Serena Williams has proven that she is not only the champion of the tennis court but also of speaking out against social issues like gender inequality!
Serena Williams has never been known to shy away from voicing her opinion out loud and with honesty. This became evident when she tweeted in outrage against Philando Castile shooting recently.
Wimbledon 2016 Semi-Finals
After easily crushing Elena Vesnina in a 6-2 6-0 victory in the semi-final of Wimbledon 2016, the 21-time Grand Slam champion addressed the press on Thursday, where she was asked an array of questions ranging from her career to her opinion on lower pay for female athletes.
“I don’t deserve to be paid less because of my sex,” replied Serena, when she was asked if she thought women athletes deserved to be paid as much as men, despite Women’s Singles comprising of three sets a match, as opposed to Men’s having 5.
When the same question was addressed to Novak Djokovic, back in March, he had spurred controversy by mentioning that men deserved to get paid more than women because of the simple reason that more people tend to watch Men’s Singles than Women’s.
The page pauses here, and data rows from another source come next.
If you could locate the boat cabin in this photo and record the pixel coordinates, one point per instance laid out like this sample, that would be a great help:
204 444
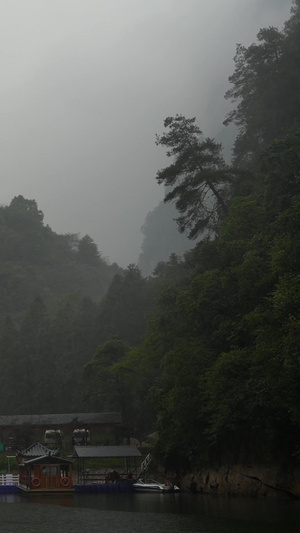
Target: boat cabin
44 472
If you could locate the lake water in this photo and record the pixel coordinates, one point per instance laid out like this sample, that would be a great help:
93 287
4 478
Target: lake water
146 513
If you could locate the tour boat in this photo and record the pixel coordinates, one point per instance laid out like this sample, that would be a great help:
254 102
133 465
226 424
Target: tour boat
154 486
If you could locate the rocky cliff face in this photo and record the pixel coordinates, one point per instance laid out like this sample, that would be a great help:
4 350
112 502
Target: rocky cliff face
262 482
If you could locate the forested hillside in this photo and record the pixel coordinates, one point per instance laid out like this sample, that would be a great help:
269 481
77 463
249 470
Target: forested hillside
218 372
206 349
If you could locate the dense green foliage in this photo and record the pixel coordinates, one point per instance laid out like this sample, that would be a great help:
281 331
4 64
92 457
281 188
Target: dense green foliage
221 357
205 351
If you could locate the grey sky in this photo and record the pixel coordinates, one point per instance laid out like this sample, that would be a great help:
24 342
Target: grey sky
85 86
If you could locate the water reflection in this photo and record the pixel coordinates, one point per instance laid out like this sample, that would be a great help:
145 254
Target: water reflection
136 513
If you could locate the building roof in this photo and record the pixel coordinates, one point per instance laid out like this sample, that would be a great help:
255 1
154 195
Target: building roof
55 420
93 452
37 450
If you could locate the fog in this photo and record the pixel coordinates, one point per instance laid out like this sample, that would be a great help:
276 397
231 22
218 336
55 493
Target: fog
86 84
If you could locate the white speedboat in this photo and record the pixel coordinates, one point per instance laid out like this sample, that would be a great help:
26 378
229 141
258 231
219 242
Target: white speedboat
154 486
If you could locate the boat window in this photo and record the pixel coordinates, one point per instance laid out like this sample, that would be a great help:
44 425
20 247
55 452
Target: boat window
50 470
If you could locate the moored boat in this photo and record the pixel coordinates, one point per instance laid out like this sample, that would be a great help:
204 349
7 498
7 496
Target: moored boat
154 486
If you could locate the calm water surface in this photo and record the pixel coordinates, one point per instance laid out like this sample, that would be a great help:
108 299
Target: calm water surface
146 513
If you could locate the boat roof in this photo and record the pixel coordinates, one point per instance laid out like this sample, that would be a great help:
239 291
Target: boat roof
92 452
47 459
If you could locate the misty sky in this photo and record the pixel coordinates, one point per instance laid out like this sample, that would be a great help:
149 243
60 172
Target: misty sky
85 86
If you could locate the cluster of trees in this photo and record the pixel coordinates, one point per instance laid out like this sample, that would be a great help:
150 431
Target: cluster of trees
218 371
206 349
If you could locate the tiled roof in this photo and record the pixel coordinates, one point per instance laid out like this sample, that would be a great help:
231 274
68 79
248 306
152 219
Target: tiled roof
47 459
37 450
55 420
105 451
He was forced to retract his comments and issue a public apology soon after, where he clarified by saying, “I don’t make any differences between the genders. I am for equality in the sport,” reports BBC.
When asked when Serena considered herself to be “one of the greatest female athletes of all time,” she swiftly replied in a short by direct statement, reports The Huffington Post:
“I prefer the word ‘one of the greatest athletes of all time.’”
There was a bitter tone to the reality that Serena put forward in front of the reporters in the press conference – the reality that she works just as hard as her male counterparts in her field of sport.
“Basically my whole life I’ve been doing this. I haven’t had a life,” stated Williams reports, “I would like to see people – the public, the press, other athletes in general – just realise and respect women for who they are and what we are and what we do.”